Lagos-headquartered venture capital firm Future Africa is teaming up with TLG Capital, a London-based open-ended credit fund, to launch a $25 million venture debt fund earmarked for portfolio companies.
The fund created from TLG’s existing funds will help Future Africa’s portfolio companies preserve their runway in an increasingly tight fundraising environment. Last year, African startups raised over $5 billion and one common theme from two mega-rounds that were announced was some dependency on debt funding: B2B e-commerce platform TradeDepot and fintech MFS Africa.
The event signaled that startups need debt irrespective of their business type. Over the last two years, we’ve seen startups such as mobility fintech Moove and B2B food supply chain platform Twiga – most recently through the yet-to-be-launched Hustler Fund in partnership with the Kenyan government – raise several million in debt to run operations.
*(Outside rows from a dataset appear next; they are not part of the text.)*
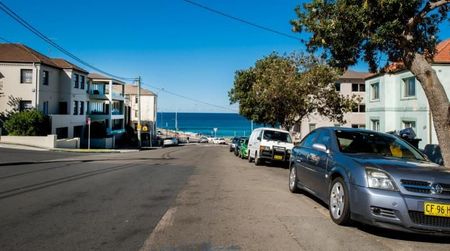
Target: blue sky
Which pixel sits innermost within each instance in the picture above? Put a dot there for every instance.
(170, 44)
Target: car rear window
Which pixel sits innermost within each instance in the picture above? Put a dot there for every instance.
(277, 136)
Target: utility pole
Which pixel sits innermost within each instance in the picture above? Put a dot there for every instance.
(139, 113)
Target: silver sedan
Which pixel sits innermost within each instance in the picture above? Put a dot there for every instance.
(373, 178)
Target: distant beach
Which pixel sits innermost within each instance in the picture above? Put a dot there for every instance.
(226, 124)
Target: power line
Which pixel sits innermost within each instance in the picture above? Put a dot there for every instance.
(189, 98)
(28, 26)
(242, 20)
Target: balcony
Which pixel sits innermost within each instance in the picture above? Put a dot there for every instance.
(97, 94)
(117, 96)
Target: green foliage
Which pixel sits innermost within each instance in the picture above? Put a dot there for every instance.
(281, 90)
(351, 30)
(14, 104)
(28, 123)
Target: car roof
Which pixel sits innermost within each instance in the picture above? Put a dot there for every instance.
(349, 129)
(271, 129)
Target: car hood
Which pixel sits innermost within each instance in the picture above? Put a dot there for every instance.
(407, 169)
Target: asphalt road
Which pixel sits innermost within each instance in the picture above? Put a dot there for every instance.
(197, 197)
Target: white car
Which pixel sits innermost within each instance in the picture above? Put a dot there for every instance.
(170, 142)
(220, 141)
(269, 144)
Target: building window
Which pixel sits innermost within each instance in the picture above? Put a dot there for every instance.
(63, 108)
(362, 87)
(375, 91)
(26, 76)
(409, 87)
(409, 124)
(77, 131)
(45, 77)
(75, 107)
(76, 80)
(362, 108)
(359, 108)
(337, 86)
(358, 87)
(25, 105)
(81, 107)
(45, 107)
(82, 80)
(62, 133)
(375, 124)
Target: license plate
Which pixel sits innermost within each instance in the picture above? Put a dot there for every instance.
(436, 209)
(277, 157)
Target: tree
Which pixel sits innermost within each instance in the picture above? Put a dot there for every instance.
(282, 90)
(28, 123)
(404, 31)
(14, 104)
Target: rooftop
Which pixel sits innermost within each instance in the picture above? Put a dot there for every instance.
(132, 89)
(98, 76)
(64, 64)
(19, 53)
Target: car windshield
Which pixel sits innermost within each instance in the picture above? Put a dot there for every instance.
(277, 136)
(376, 143)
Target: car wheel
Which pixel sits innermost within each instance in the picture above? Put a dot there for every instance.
(257, 159)
(293, 180)
(339, 202)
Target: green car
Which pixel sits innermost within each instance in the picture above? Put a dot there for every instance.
(243, 150)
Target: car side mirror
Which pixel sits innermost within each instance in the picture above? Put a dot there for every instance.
(320, 147)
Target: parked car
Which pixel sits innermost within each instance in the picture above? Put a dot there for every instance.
(238, 145)
(220, 141)
(374, 178)
(269, 144)
(170, 141)
(233, 143)
(433, 152)
(243, 150)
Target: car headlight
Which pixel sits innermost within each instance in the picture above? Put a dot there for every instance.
(379, 180)
(264, 148)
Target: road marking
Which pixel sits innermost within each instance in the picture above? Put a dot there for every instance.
(166, 221)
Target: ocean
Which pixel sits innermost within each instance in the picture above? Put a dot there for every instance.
(227, 124)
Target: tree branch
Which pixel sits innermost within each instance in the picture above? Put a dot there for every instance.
(429, 6)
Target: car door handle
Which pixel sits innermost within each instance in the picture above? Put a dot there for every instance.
(314, 158)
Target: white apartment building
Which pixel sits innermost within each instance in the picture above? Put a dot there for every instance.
(350, 83)
(148, 108)
(106, 106)
(396, 100)
(53, 86)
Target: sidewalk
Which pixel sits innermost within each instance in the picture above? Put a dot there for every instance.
(34, 148)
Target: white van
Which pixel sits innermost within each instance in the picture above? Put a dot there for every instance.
(269, 144)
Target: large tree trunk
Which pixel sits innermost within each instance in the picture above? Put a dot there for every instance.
(437, 100)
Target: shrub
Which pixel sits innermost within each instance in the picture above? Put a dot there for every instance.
(28, 123)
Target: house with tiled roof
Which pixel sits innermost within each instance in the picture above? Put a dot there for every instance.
(55, 87)
(107, 105)
(148, 111)
(395, 99)
(350, 83)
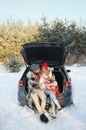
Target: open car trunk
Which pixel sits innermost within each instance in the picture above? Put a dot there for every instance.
(52, 53)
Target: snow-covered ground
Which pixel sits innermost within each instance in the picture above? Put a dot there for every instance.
(15, 117)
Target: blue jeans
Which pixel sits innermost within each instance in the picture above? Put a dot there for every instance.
(52, 96)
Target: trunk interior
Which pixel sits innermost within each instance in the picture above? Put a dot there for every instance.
(59, 79)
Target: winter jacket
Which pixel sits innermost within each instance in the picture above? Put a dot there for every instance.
(33, 80)
(49, 83)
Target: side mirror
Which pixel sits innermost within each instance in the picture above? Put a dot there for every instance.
(68, 71)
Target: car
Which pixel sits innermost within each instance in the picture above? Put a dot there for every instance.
(55, 55)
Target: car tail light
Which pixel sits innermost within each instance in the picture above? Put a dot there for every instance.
(67, 83)
(20, 83)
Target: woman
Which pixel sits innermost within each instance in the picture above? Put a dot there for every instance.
(49, 85)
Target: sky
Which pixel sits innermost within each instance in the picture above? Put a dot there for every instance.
(25, 10)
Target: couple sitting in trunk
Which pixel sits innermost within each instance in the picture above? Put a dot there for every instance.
(41, 82)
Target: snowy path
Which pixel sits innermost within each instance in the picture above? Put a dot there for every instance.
(15, 117)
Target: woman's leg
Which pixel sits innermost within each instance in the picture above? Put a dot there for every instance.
(35, 99)
(53, 97)
(42, 96)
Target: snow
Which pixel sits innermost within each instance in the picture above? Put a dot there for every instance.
(15, 117)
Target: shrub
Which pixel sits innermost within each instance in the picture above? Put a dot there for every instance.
(13, 63)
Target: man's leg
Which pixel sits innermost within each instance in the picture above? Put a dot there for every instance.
(35, 99)
(43, 99)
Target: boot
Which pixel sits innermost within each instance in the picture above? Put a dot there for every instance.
(44, 118)
(58, 105)
(53, 112)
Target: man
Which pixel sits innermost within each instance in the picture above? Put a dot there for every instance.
(33, 77)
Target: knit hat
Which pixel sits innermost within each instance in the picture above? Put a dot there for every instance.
(34, 67)
(45, 66)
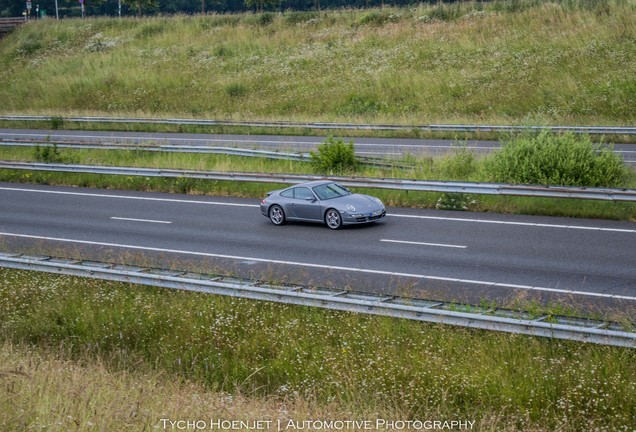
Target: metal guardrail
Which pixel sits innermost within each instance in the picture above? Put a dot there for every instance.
(503, 320)
(628, 195)
(232, 151)
(593, 130)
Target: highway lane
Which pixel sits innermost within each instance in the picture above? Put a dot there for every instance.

Debt funding activity may have slowed down this year, but Future Africa founder and general partner Iyinoluwa Aboyeji said that the cost and risk appetite of equity capital coupled with rising interest rates will push founders toward embracing debt to run startup operations. He argued further that even when founders manage to raise equity it may come with terms that could heavily dilute their ownership of the business.
“Many founders want to keep growing through the downturn,” said the founder-cum-investor. “Debt is the best option provided that your unit economics are well defined and you have built the appropriate financial discipline which even equity investors are asking to see now.